Enacting Master Hare

Enacting Master Hare

Above, my son is getting ready to act out the tale of Master Hare. I don’t recall ever hearing that tale before. It came to us in a collection of Spring themed stories in his Live Education curriculum. Waldorf curricula stress the importance of marking the seasons with seasonally aware stories, songs, food, and activities, so our Spring was filled with tales of bunnies, ducks, temperamental weather, and budding flowers. We weren’t quite officially homeschooling yet, but we were trying to get the rhythm down. The little play mat in the above picture was created by MuddyFeet. It’s very simple, but it’s interesting, because it can be flipped over. One side is green and one side is gray. This is good for illustrating tales with a change of seasons or the classic kind of fairy tale were in the “morally upright” character comes upon a green landscape filled with “milk and honey” and the dubious character finds the same landscape dark and dreary and filled with foreboding things. The puppets and playthings here were created by MamaMadeThem, NatureTableTreasures, and HeartFeltFolks.

Troll & Gnome Story

Troll & Gnome Story

Finally, anybody who knows anything about Waldorf knows that gnomes are ubiquitous in Waldorf culture! I’ll say more about that later. For now, the above picture depicts one of our deluxe playmat experiences. I wanted to get my son into gnomes, so I had him watching the David the Gnome series. I’m not a big fan of TV. We don’t have cable or network TV in the home, but I decided to let him watch the DVDs.
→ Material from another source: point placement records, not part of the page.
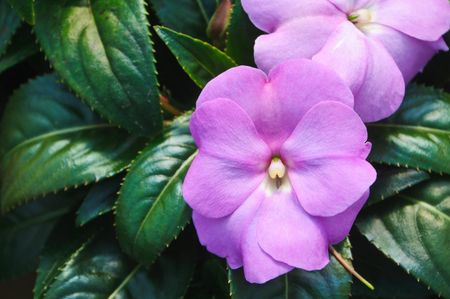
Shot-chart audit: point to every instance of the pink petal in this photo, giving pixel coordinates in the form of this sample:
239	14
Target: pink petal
298	38
276	103
426	20
289	235
339	226
410	54
231	162
346	53
328	130
223	236
368	69
259	267
327	187
348	7
268	15
215	187
222	129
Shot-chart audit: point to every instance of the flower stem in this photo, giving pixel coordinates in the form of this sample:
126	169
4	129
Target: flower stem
349	268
I quickly tired of David the Gnome and decided to buy the Gnomes book. (The animation is dated, and David is sexist sounding! The storyline is also sanitized compared to some of the Grimm-like stories in the Gnomes book.) The book is a little old for a four year old, but it does have some great stories in the back that lend themselves to being acted out. There is an epic tale of trolls abducting a gnome child. That is the tale being enacted here. We used an additional mat from EarthBoundPixie, a Shadow Gnome from Grackled Gnomes, and a little wolf from irishenciya.